Insurance Companies Issue 8.837 Trillion Won in Hybrid Securities, Surpassing Last Year's Total
Hanwha Life Issues 2 Trillion Won and DB Insurance 1.67 Trillion Won Ahead of Major Deals
Hybrid Securities Alone Have Limitations... Need for Risk Diver

[Financial Microscope] Insurance Companies’ Capital Securities Issuance Reaches 9 Trillion Won... What’s Behind Another All-Time High This Year

Insurance companies have issued approximately 9 trillion won in capital securities this year, surpassing last year's all-time record. This surge is attributed to heightened efforts to manage financial soundness, prompted by interest rate cuts and accounting-related regulations. Experts advise that relying solely on capital securities for financial soundness has its limitations and recommend adopting strategies to diversify risks.


Capital Securities Issuance Surpasses 9 Trillion Won... All-Time High

According to the Korea Securities Depository and the Financial Supervisory Service as of November 4, domestic insurance companies have issued 8.837 trillion won in capital securities (including subordinated foreign currency bonds) so far this year. This not only marks the highest amount ever but also exceeds last year’s total issuance of 8.665 trillion won. Including Heungkuk Life Insurance’s planned issuance of 200 billion won in subordinated bonds later this month, the total capital securities issued by insurance companies this year will exceed 9 trillion won.


Capital securities refer to debt securities such as hybrid capital securities and subordinated bonds that are recognized as equity capital under accounting standards. With the adoption of International Financial Reporting Standards 17 (IFRS 17) in 2023, the capital adequacy ratio (K-ICS) has gained importance as a key financial soundness indicator, leading to a sharp increase in capital securities issuance by insurers. The amount issued, which stood at 3.2 trillion won in 2023, has nearly tripled this year.


The average coupon rate for capital securities issued by insurance companies this year is 4.41%. Applying this rate to the total issuance, annual interest payments amount to approximately 400 billion won.

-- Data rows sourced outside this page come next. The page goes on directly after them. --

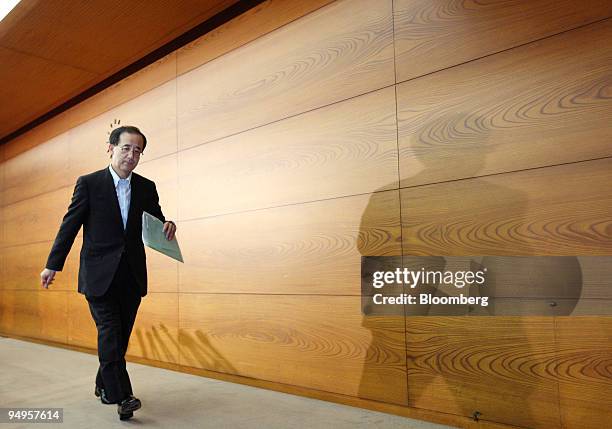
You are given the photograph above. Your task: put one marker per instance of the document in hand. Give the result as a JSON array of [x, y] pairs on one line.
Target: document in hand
[[154, 237]]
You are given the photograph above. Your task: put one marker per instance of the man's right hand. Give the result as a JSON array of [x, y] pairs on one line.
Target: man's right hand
[[46, 277]]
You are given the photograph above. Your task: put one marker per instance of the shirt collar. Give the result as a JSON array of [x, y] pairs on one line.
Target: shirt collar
[[116, 177]]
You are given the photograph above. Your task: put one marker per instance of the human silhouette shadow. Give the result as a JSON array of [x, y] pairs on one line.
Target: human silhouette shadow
[[478, 367]]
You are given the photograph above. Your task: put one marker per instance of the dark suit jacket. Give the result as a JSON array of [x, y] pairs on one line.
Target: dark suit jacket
[[95, 206]]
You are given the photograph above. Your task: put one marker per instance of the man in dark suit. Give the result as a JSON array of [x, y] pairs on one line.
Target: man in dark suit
[[112, 275]]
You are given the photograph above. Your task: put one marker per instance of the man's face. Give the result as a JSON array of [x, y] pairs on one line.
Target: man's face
[[126, 154]]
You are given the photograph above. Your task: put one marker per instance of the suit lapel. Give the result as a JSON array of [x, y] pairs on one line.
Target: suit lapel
[[115, 210]]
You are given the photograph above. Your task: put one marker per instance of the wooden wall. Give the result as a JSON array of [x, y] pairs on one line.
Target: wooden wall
[[302, 135]]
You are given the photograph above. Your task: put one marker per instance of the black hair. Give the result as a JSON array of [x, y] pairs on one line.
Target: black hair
[[114, 137]]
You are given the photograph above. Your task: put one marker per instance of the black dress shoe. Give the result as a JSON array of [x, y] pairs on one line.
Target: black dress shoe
[[99, 392], [126, 408], [126, 416]]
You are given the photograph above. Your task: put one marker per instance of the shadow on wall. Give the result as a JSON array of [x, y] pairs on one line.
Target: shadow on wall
[[158, 344], [471, 366]]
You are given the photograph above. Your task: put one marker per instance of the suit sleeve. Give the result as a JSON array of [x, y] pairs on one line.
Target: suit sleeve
[[154, 207], [71, 224]]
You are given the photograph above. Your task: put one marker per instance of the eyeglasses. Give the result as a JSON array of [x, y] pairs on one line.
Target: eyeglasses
[[127, 148]]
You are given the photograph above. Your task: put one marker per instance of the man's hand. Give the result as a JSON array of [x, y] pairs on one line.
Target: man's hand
[[46, 277], [169, 229]]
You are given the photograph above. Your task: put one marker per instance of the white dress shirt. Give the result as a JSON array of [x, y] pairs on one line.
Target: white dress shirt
[[124, 191]]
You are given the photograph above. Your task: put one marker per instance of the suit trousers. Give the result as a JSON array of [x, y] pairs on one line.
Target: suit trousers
[[114, 314]]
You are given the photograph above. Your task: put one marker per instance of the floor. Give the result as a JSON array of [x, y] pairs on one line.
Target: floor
[[34, 375]]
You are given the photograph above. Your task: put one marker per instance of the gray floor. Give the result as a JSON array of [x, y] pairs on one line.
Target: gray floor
[[34, 375]]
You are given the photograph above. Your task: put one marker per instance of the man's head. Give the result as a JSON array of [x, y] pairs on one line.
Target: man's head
[[126, 144]]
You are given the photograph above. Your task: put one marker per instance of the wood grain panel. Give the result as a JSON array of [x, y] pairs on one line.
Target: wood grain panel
[[127, 89], [155, 333], [39, 170], [430, 36], [36, 219], [81, 326], [66, 80], [563, 210], [311, 341], [585, 370], [254, 23], [35, 314], [75, 33], [23, 264], [541, 104], [308, 248], [291, 70], [71, 46], [495, 365], [153, 112], [343, 149]]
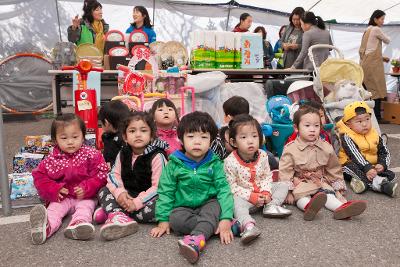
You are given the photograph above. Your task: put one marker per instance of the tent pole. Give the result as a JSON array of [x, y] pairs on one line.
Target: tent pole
[[58, 19], [5, 187], [229, 13], [154, 10]]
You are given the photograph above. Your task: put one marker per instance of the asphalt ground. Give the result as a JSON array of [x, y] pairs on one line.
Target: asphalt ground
[[372, 239]]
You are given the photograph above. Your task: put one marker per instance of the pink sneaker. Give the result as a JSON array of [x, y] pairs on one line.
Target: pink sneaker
[[38, 222], [190, 247], [79, 230], [118, 225], [99, 216]]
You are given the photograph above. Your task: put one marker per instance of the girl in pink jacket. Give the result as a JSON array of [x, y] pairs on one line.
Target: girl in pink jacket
[[166, 118], [68, 180]]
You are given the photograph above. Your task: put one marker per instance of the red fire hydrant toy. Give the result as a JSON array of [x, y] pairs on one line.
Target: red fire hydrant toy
[[85, 99]]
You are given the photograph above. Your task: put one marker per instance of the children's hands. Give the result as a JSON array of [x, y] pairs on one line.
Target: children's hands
[[162, 228], [225, 232], [62, 193], [131, 205], [289, 198], [371, 174], [79, 192], [379, 168], [260, 200], [123, 201]]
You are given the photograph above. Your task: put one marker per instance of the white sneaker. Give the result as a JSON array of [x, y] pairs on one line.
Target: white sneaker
[[274, 211]]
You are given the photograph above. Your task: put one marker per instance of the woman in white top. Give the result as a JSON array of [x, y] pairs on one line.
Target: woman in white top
[[371, 60], [314, 33]]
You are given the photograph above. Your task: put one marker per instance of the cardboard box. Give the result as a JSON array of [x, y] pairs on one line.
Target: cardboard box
[[391, 112]]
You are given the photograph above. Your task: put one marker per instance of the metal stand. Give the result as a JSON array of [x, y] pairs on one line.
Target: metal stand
[[5, 187]]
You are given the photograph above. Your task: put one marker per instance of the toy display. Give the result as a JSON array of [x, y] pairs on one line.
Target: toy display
[[26, 162], [22, 185]]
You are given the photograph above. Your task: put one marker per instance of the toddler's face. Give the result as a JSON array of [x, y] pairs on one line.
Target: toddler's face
[[69, 138], [138, 136], [247, 141], [309, 127], [360, 124], [196, 145], [165, 116]]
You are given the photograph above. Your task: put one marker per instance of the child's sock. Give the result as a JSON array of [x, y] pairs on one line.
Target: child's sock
[[377, 183], [332, 203], [191, 245], [302, 202]]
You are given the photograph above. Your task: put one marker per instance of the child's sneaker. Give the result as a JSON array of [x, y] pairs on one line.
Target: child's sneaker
[[313, 207], [389, 188], [99, 216], [236, 227], [274, 211], [357, 185], [38, 221], [118, 225], [190, 247], [249, 234], [79, 230], [350, 209]]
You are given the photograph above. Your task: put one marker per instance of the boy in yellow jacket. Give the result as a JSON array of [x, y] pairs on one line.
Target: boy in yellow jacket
[[363, 154]]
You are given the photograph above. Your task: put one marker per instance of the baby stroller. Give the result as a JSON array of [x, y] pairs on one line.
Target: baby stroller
[[332, 71]]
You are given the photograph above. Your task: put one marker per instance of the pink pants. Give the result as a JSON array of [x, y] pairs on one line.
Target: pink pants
[[81, 209]]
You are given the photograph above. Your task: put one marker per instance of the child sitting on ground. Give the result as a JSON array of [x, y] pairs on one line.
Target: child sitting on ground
[[363, 154], [324, 134], [194, 196], [111, 115], [68, 179], [130, 194], [248, 173], [311, 168], [166, 118], [232, 107]]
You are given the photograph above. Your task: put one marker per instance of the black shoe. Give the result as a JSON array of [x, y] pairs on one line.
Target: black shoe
[[389, 188]]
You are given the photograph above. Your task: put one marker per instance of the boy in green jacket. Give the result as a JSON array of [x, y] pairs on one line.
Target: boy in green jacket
[[194, 196]]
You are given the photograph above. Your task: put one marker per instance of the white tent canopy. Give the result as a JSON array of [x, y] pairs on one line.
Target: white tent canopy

However, due to declining market interest rates, the coupon rate in the second half of the year (3.75%) has decreased compared to the first half (4.66%).


[Financial Microscope] Insurance Companies’ Capital Securities Issuance Reaches 9 Trillion Won... What’s Behind Another All-Time High This Year

Hanwha Life and DB Insurance Issue Large-Scale Capital Securities Ahead of 'Big Deals'... K-ICS Stabilization

Hanwha Life has issued the largest amount of capital securities among insurers this year. In March, Hanwha Life issued 600 billion won in subordinated bonds, followed by 1 billion dollars (approximately 1.43 trillion won) in subordinated foreign currency bonds in June. Hanwha Life also led the industry last year with 1.9 trillion won in capital securities issuance. As a result of these successive issuances, Hanwha Life’s K-ICS in the first half of the year reached 160.6%, exceeding the financial authorities’ recommended level of 130%. In July, Hanwha Life also completed the acquisition of a 75% stake in US securities firm Velocity.


DB Insurance issued 1.667 trillion won in capital securities domestically this year, raising over 800 billion won in both the first and second halves. Notably, in the second half, DB Insurance became the first in the industry to issue 867 billion won worth of 'core capital hybrid securities' without a step-up condition, with a maturity of 30 years. DB Insurance’s K-ICS for the first half of the year stood at 213.3%. After this large-scale capital raising, DB Insurance signed a contract to acquire a stake in US auto insurer Fortegra for 1.65 billion dollars (about 2.3 trillion won).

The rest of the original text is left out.